Chemical Common in Plastic Containers Linked to Asthma
(NEW YORK) -- Young children exposed to a specific chemical, commonly present in plastic containers and metal cans used to hold food, may be at higher risk of developing asthma, according to a new study.
The report, published in the Journal of Allergy and Clinical Immunology, found a link between exposure to bisphenol A (BPA) and increased rates of asthma among children, according to HealthDay. BPA has previously been linked to respiratory problems, obesity, increased blood sugar levels, and behavioral issues.
Dr. Kathleen Donohue, an assistant professor of medicine at Columbia University College of Physicians and Surgeons, explained to HealthDay that the link between BPA and asthma is only an association, and not necessarily a cause.
Investigators studied the levels of a form of BPA that is found in urine after exposure to the chemical in 568 women and their children. The measurements were first taken during the third trimester, and then when the children were 3, 5 and 7 years old.

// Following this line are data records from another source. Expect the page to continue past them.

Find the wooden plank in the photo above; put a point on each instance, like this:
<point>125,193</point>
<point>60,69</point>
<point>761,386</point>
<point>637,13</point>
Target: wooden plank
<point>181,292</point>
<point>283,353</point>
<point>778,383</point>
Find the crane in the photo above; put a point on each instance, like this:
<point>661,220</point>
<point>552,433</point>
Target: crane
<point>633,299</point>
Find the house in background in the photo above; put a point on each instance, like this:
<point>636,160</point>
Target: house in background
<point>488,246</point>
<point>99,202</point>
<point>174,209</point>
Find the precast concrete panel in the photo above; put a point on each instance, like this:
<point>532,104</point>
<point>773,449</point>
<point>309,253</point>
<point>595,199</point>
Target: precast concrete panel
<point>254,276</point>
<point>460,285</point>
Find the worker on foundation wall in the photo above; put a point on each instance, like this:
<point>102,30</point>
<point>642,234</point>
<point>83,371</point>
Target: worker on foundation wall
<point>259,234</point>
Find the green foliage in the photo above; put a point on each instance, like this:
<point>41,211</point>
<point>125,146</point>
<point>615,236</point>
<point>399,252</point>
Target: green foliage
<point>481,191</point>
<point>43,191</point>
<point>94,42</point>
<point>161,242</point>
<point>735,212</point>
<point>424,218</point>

During each measurement, about 90 percent of the children had some BPA in their bodies. Interestingly, the researchers found that the children exposed to BPA after birth had increased rates of wheezing and asthma.
The report found no connection between exposure to BPA during the third trimester and asthma rates.

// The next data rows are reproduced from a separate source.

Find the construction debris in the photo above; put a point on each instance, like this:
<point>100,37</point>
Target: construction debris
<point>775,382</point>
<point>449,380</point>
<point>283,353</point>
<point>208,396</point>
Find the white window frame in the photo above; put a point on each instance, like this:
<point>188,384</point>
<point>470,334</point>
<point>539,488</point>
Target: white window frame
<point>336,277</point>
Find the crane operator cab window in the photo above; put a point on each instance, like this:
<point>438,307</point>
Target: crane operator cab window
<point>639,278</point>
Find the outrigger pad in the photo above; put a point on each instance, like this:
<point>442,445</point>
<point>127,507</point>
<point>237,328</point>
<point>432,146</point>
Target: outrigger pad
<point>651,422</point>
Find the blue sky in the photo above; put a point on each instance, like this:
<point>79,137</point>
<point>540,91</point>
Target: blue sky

While some experts remain unconvinced, Dr. Len Horovitz, a pulmonary specialist at Lenox Hill Hospital in New York City, told HealthDay, "It is unclear what the mechanism is, but it seems clear there really is a mechanism."
Horovitz recommended avoiding BPA as much as possible to HealthDay, saying that people should "stop using number 3 and number 7 plastics, use more glass containers, more metal containers."